Gift purchasing is in the air.
I was thinking about gifts the other day. How gift giving has changed so much since I was a child. Way back when I was a child (not quite as far back as the stone ages, but in that direction) gifts were smaller, more utilitarian, often hand made and never returned (unless they were the wrong size).
Gifts were given as an expression of the giver and it was the responsibility of the receiver to do one thing … receive.
Today I think about gifts for our kids and realize they would rather just receive money. But let’s not lay blame on the shoulders of the next generation alone, for I remember, in years past that we also loved receiving gifts of money.
Then there are the other gifts. Ones that are grand, so grand you wonder how you will ever be able to reciprocate such an extravagant gesture. Or you wonder what strings come with such a gift.
Whatever the case we still struggle with the same thing … humility in receiving a gift.
Gifts reflect the giver. The giver is imperfect, as is the gift. In our learning to receive what one gives to us, we are also learning to receive the imperfections of the giver.
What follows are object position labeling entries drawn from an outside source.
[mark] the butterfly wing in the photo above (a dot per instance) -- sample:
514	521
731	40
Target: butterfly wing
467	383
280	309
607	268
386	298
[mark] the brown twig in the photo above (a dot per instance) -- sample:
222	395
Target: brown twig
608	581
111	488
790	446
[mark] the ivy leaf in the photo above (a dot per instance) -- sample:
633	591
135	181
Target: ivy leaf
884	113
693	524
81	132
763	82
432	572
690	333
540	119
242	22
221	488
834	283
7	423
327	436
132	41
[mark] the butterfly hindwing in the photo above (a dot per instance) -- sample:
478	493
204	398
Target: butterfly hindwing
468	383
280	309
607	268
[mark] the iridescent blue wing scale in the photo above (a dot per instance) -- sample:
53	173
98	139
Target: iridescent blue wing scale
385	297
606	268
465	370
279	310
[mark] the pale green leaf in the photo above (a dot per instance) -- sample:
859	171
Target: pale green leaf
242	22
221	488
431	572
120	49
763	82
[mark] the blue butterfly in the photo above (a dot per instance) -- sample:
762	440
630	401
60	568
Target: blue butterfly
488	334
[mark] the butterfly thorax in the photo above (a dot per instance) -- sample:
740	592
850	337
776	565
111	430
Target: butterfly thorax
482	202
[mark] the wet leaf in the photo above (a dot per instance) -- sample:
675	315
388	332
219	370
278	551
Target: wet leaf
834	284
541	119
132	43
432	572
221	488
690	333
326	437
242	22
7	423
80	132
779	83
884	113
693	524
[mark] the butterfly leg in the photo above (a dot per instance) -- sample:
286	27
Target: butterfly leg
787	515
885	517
I was reminded of this one Christmas. It was our first married Christmas, just a couple months after we had walked down the aisle together, both of us wearing our rose-colored glasses.
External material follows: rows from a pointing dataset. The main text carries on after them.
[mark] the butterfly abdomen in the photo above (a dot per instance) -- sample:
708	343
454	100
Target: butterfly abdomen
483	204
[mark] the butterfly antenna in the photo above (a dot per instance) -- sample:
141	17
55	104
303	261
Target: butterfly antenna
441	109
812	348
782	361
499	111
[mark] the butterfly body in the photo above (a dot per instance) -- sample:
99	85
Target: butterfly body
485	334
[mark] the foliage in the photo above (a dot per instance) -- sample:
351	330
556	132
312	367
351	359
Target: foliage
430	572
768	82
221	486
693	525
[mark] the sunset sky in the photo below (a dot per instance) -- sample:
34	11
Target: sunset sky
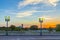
27	12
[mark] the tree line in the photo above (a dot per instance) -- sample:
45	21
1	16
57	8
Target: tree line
32	27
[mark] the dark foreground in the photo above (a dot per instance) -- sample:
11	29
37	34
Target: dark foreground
29	37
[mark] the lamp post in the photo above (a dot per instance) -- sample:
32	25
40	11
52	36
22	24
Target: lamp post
7	19
41	21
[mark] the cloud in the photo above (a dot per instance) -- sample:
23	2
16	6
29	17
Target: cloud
24	14
34	2
29	13
53	2
27	2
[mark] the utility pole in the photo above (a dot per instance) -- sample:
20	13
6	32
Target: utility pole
41	21
7	19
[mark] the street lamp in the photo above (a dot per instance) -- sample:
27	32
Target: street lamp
7	19
41	21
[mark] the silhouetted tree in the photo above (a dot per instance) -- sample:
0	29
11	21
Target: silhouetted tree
50	29
12	27
34	27
58	27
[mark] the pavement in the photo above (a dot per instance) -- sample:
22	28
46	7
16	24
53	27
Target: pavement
30	37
It was afternoon of Christmas eve, when hubby announced he was headed out to start his Christmas shopping (yes, early afternoon of Christmas eve … and the stores closed at 5pm!). I asked if I could join him and, after a bit of hesitancy, he consented.
Once we arrived at the mall, I wandered while hubby did what needed to be done.
As the time for the mall to close neared hubby located me. He had very specific instructions for me as we walked back to the car. I could not look at the car and, once in the car, I could only look straight ahead.
Being the inquisitive sort, I proceeded to make guesses about what gift he got me, as we drove home. I guessed clothing, jewellery, etc. I laughingly guessed appliances like a vacuum … I mean, that would suck romance out of a relationship!
Finally, I stated (and I can still, thirty-two years later, hear my words reverberate in my mind), “it doesn’t matter what you got me, cause I’ve got you … well, except downhill skis, because I hate downhill skiing.”
Guess what I got for Christmas that year?
A few days ago, while packing up stuff in the garage for our move to a new home, hubby pointed to the skis, with the silent question of “can we get rid of them now?” hanging in the air. “No way are we getting rid of those. Those are the best gift you’ve ever given me. We just have to figure out which of our kids will inherit them.”
You see, those skis, that gift that I didn’t want … every time I see them, I am reminded of my need to humbly receive from my husband. I haven’t always done this well, as a matter-of-fact, I have been pretty pathetic at times in receiving gifts from him. When I see those skis, I do not see an imperfect, inappropriate gift, I see an opportunity to receive from the giver, with thanks, humility and appreciation.
Christmas is all about receiving gifts. It started the first Christmas, when the gift of the love and redemption that Jesus offers was delivered to humanity. The Giver has done their part, now it is our turn to do ours in humbly receiving it.
“Accepting the gift of Jesus Christ requires humility because you’re admitting that you can’t save yourself by your own means.”